An even more unfortunate chapter in Park City’s steel wheels history is how the railway figured prominently in the town’s only lynching. In August 1889, miner Matt Brennan was shot clean off his horse near his claim in Iron Canyon. As he lay dying, he said it was Black Jack Murphy who “done him in.” Murphy turned himself in to the sheriff, who took him to the county jail in Coalville for safekeeping. Within days, anger in Park City reached the boiling point, and during the night, Park City vigilantes captured the Utah Eastern engineer, fireman, and train-master, forcing them to take the lynch mob to Coalville. The jailer gave up Murphy without a fight. The train returned by early morning to Park City, where a quick trackside trial found him guilty. Parkites that morning awoke to the sight of the lifeless Black Jack Murphy, hung on a pole near the train yard.

As the mines played out in the 1950s, Park City’s rich train history ground to a halt.
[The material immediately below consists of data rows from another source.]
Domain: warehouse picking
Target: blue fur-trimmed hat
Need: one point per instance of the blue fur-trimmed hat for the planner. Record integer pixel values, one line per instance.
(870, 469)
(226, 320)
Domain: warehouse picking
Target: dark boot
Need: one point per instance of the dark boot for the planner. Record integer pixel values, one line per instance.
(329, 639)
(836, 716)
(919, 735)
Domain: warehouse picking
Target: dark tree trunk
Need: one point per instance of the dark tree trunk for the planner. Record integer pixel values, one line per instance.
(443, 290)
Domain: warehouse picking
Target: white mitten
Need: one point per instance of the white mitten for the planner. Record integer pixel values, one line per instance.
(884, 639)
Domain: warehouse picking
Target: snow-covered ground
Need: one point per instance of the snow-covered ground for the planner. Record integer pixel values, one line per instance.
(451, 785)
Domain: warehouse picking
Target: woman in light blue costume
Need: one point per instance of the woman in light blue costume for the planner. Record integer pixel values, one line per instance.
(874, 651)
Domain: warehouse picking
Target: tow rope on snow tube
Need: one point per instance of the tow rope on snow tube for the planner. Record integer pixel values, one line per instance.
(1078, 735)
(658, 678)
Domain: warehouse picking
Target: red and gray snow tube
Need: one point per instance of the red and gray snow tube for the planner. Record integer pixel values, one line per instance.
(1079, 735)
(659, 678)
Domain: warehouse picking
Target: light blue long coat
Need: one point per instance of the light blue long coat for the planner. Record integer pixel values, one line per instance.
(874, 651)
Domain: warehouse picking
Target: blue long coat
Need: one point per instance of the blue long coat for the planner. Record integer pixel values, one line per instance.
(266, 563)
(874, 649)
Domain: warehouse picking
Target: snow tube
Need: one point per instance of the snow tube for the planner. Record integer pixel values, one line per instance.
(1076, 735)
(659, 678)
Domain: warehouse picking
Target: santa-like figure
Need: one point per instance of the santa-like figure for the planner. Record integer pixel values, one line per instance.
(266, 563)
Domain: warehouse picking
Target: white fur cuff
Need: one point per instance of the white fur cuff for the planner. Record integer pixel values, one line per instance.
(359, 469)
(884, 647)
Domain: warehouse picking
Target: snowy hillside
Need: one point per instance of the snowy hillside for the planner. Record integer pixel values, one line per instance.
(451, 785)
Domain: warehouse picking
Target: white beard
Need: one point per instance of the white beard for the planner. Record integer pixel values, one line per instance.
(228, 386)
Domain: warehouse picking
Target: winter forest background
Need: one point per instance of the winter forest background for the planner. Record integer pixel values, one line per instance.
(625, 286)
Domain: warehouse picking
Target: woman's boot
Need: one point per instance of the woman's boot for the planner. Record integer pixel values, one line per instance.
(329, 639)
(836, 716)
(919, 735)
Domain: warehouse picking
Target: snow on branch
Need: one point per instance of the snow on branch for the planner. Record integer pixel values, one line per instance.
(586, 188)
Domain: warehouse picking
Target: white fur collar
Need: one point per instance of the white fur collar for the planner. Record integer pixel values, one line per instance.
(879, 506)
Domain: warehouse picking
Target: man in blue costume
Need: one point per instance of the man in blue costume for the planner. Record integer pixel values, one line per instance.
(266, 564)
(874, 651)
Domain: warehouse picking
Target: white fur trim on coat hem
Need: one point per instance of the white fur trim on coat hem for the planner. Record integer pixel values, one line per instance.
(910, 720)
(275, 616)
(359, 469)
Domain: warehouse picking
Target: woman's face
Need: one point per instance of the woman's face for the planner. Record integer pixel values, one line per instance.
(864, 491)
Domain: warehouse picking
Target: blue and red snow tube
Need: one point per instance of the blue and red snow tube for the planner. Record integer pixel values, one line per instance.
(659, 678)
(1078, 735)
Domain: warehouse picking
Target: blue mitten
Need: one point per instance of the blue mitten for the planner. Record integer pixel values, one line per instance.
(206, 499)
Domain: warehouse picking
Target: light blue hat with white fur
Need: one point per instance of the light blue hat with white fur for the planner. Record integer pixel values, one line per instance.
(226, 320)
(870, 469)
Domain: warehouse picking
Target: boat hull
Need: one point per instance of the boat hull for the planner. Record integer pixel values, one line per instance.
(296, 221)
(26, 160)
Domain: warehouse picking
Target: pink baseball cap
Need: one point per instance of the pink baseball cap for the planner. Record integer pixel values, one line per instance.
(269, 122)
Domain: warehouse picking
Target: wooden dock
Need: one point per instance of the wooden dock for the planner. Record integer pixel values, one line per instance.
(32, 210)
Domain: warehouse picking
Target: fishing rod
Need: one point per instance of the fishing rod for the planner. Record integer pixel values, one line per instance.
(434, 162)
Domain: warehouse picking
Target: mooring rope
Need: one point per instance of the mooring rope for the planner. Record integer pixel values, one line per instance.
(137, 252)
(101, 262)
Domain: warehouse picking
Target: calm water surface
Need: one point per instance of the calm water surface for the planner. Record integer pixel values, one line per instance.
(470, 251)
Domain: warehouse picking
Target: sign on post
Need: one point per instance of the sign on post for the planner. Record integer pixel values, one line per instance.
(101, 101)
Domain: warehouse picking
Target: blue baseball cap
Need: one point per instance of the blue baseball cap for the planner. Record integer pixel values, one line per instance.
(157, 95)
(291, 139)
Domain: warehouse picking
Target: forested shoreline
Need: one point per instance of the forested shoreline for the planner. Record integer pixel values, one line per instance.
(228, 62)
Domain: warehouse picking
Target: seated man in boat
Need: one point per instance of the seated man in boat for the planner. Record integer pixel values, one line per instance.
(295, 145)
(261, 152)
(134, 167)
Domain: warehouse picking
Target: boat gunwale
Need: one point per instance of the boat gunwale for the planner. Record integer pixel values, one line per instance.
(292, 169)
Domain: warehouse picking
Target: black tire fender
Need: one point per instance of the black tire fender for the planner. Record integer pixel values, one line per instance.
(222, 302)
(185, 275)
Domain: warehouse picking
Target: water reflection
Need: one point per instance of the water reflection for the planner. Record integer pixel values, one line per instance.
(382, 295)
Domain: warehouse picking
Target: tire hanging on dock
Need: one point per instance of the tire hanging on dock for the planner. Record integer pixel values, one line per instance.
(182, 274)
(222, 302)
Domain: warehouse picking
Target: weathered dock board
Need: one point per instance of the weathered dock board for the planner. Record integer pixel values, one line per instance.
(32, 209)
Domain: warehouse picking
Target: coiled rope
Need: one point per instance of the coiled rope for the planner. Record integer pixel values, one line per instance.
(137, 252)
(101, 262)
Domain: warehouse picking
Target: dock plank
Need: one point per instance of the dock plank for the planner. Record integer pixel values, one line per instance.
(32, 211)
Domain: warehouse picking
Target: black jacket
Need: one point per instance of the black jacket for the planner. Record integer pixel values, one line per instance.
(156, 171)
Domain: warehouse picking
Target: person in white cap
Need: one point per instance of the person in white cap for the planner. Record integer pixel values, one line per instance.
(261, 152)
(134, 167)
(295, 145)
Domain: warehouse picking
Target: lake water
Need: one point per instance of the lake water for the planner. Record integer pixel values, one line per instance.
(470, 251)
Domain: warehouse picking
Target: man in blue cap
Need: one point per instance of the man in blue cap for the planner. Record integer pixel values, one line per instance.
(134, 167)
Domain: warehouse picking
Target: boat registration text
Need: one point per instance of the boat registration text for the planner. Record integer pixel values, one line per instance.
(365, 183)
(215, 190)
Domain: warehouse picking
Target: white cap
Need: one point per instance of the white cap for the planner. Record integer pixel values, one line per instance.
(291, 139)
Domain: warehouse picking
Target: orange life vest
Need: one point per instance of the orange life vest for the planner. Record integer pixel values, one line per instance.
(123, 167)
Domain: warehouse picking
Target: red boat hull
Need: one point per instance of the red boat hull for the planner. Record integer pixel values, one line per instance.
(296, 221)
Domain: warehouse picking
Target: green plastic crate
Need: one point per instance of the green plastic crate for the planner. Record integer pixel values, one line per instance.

By the 1980s, the Union Pacific tracks became the Rail Trail, where bicycle wheels now turn in the summer, and Nordic skis glide during the winter. 

But what’s old may yet be new again. A new transportation planning process, called the Mountain Accord, is weighing all options for the future of transportation between the Wasatch Front and the ski resorts, including Park City’s three, as well as Alta, Snowbird, Brighton, and Solitude. One option for taking cars off the road is to install steel rails to speed airport-arriving skiers by light rail to their resort of choice.

Fantasy? Only time will tell. Just don’t trust rail promoters who promise to name a town after you.